A: I had been at National Geographic for 22 years, and I was ready to do something new. This is really a startup, and startups are just great fun. And I think anyone who is involved in science media or science education shares a concern about the level of discourse about science in our society. This seemed like an opportunity to make a contribution to improving that discourse, which was pretty irresistible.
Q: Do you think documentaries can change how the public views science?
A: I think popular documentaries that a mass audience will sit down and watch are a great vehicle for explaining science. At the same time, I think if you really want to have an impact, documentaries need to be part of a bigger effort. That’s why the link between the documentaries that we produce and the short educational films that go into the classroom is so important.
Q: Do you have a favorite film or television project that you’ve worked on?
A: The projects that have been most satisfying over the years delve deep into science and scientific ideas while also entertaining a mass audience. Television is inherently an entertainment medium, and it doesn’t do you much good to produce a brilliant science film that no one watches. One project that stands out was Strange Days on Planet Earth, a conservation science series hosted by Edward Norton. It combined, in my humble opinion, great storytelling, a contemporary flair, and brand new, quite sophisticated, science.

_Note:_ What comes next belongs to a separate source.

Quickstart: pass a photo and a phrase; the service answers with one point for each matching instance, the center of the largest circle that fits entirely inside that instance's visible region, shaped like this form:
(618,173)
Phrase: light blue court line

Q: What have you learned about how to make science into compelling television?
A: The ingredients are familiar to anyone who has ever tried to tell a story. You need a great yarn, you need great characters, and you need a certain amount of suspense. Fortunately, the world of science is full of great stories. Scientists are often attempting to do things that are extraordinarily difficult, and I think a good science film is one that captures the essence of that struggle and makes it understandable.
If you look at the way science is presented in the media, often the actual science is in a black box. You know what happens at the beginning, and you get the results at the end, but you don’t know what happens in the middle. That is the heart and soul of the scientific process.
One of the challenges is taking viewers into that black box, showing them what really happens, and making it understandable, which is difficult given how technical and complex much of science is today. But I think a good storyteller finds the compelling narrative in the scientific process because at heart science is about solving a mystery, which is one of the oldest narrative devices.
Q: What is your vision for the film production unit?
A: First of all, we want to produce great science documentaries that elevate the level of discourse about science and create a lasting impact. When you talk to people about science documentaries it doesn’t take very long for someone to evoke the famous Cosmos series or the Ascent of Man. Those series were produced decades ago, but they continue to have an impact.
My hope is that our projects—maybe not all of them, but many of them—will have that lasting impact and make a lasting contribution to the way we think about science.
I would also like our unit to be a kind of laboratory for incubating new ways to tell science stories on television. If we can demonstrate to the rest of the broadcast community that science television can really be innovative, can really be substantive, and can really get a large audience, then maybe we can have an impact on the way other producers and broadcasters think about the potential of science. And that would be a lasting legacy.